Data Warehousing Made Easy with Google BigQuery and Apache Airflow

Marcus Baitz
Jun 18 · 10 min read

Prefer reading code over blog posts? Head over to our Github repository to reproduce our example use case.


Google is releasing new Business Intelligence (BI) and Data Warehousing (DWH) services at high speed. Most recently, the BigQuery BI Engine is a fast, in-memory analysis service that allows you to analyze data stored in BigQuery. Furthermore, you can run Apache Airflow in a managed Kubernetes cluster with Google Cloud Composer to author, schedule, and monitor your ELT workflows. In my opinion, together with Data Studio for creating and sharing interactive reports and dashboards, this is the best combination to manage business data.

In this blog post, we illustrate how we use Google Cloud Platform (GCP) to take on BI, ELT, and DWH projects. In these projects, we frequently encounter similar tasks and challenges that can be summarized as follows:

  • Listen to new data arriving in Google Cloud Storage (or any of the many other supported data sources)
  • Insert only new data (change data capture) into the BigQuery DWH
  • No side effects, such as duplicates, after re-runs of our data pipelines (idempotence) to allow for data reprocessing
  • Managing everything as code, to allow rebuilding the pipeline and DWH from scratch at any time
  • Provide fast dashboards and efficient BI tooling to a variety of different stakeholders

In our customer projects, we integrate constantly growing transaction data with master data to allow for an up-to-date BI experience. For this project, we use a clear, self-explanatory example from the world of football (soccer, that is, for our American readers).


Example Scenario: English Premier League

We want to integrate scorer data from the English Premier League as it arrives during a matchday into BigQuery to build live dashboards such as the league table, the top scorer ranking list, or live match results.

  • During a matchday, for every new goal, we receive a new CSV file with updated scorer information in a Cloud Storage bucket. These files contain overlapping data records!
  • Our warehousing pipeline, an Apache Airflow workflow, integrates (only) the new data into a BigQuery Data Warehouse.
  • Using BigQuery, we can provide interactive data exploration as well as a set of dynamic SQL views: The current league table results for completed matches, a list of recent results, and a ranking of the top scorers of the league.

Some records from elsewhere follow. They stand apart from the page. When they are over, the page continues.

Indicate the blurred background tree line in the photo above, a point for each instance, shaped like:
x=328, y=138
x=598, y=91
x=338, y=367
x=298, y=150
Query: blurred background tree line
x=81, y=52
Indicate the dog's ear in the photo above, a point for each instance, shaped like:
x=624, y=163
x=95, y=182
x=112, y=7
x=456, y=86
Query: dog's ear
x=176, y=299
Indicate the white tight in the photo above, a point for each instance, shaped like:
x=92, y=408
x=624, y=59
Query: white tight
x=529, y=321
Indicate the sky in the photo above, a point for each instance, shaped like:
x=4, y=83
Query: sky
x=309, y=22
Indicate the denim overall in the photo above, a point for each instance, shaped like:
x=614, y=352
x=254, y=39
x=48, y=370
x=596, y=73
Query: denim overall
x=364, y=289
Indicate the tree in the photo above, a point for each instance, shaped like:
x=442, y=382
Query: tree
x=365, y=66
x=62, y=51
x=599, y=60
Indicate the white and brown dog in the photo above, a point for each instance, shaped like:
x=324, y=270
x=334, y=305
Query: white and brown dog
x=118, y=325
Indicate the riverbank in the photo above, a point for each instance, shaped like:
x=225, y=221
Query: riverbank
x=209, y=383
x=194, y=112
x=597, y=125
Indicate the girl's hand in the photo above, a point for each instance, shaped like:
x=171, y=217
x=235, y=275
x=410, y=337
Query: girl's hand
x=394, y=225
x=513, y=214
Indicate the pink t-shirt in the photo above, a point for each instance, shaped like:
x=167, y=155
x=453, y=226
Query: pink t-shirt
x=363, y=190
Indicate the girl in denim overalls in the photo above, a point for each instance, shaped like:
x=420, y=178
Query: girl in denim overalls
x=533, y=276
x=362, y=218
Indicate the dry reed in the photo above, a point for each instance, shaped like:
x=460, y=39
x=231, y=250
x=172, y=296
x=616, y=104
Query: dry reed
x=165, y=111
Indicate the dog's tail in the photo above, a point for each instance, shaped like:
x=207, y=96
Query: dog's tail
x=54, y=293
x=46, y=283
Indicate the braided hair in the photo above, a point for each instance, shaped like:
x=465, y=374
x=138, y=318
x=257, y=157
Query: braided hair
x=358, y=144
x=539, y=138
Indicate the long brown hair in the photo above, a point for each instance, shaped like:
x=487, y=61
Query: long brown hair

In the following sections, we focus on the most important steps in defining a warehousing pipeline for the GCP using Apache Airflow. If you’d rather follow along with our example scenario by deploying the pipeline to the GCP yourself, you can skip to here.


Ingesting Data into BigQuery with Apache Airflow

Our warehousing pipeline needs to cover three steps to ingest new data from Google Cloud Storage into our BigQuery data warehouse:

  1. Copy the new data from Google Cloud Storage to a staging table in BigQuery.
  2. Run a SQL MERGE query between the staging table and the warehouse table in BigQuery to ensure we capture duplicated data records only once.
  3. Move the processed data out of our ingestion prefix into the storage bucket, so we don’t process an ever-growing amount of data.

This functionality is implemented as an Airflow DAG that makes use of the GCP-specific GoogleCloudStoragePrefixSensor operator to react to new data in our storage bucket.

Since the three tasks we describe above are identical for every data source and entity in our typical ELT workflow, we provide generic DAG creation logic, which uses entity names and schemata from a configuration file to instantiate the appropriate Airflow DAG. Note how the logical layout of the workflow can be seen in gc_tasks.py line 16 and line 49 in premier_league_data_to_gc.py. wait_for_data, i.e., the GooglePrefixSensor instance, blocks the workflow until new data is detected at the defined ingestion path. Incoming data then triggers the remaining workflow, which is comprised of operators that first copy the data to BigQuery, execute the MERGE SQL query to integrate new records into the DWH, mark the files as processed to avoid unnecessary reprocessing, and finally rerun the same DAG once again. That last operation is a concession to the fact that workflows in Airflow are, well… acyclic, and need to be rerun to stay active after a completed execution.

Top-level function to create a new warehousing workflow as an Airflow DAG that integrates with Google Cloud Platform services
ELT workflow creation. Tasks 1 to 3 manage copying data from storage to BigQuery, merging only new or changed data into the DWH, and marking processed data.

These three steps are the same for almost all data warehousing pipelines and do not differ depending on the use case. You might want to store sales data for your analytics team or warehouse sensor data from your IoT cluster, and you will be able to do so by reusing this exact Airflow DAG and changing only some table names and schemata.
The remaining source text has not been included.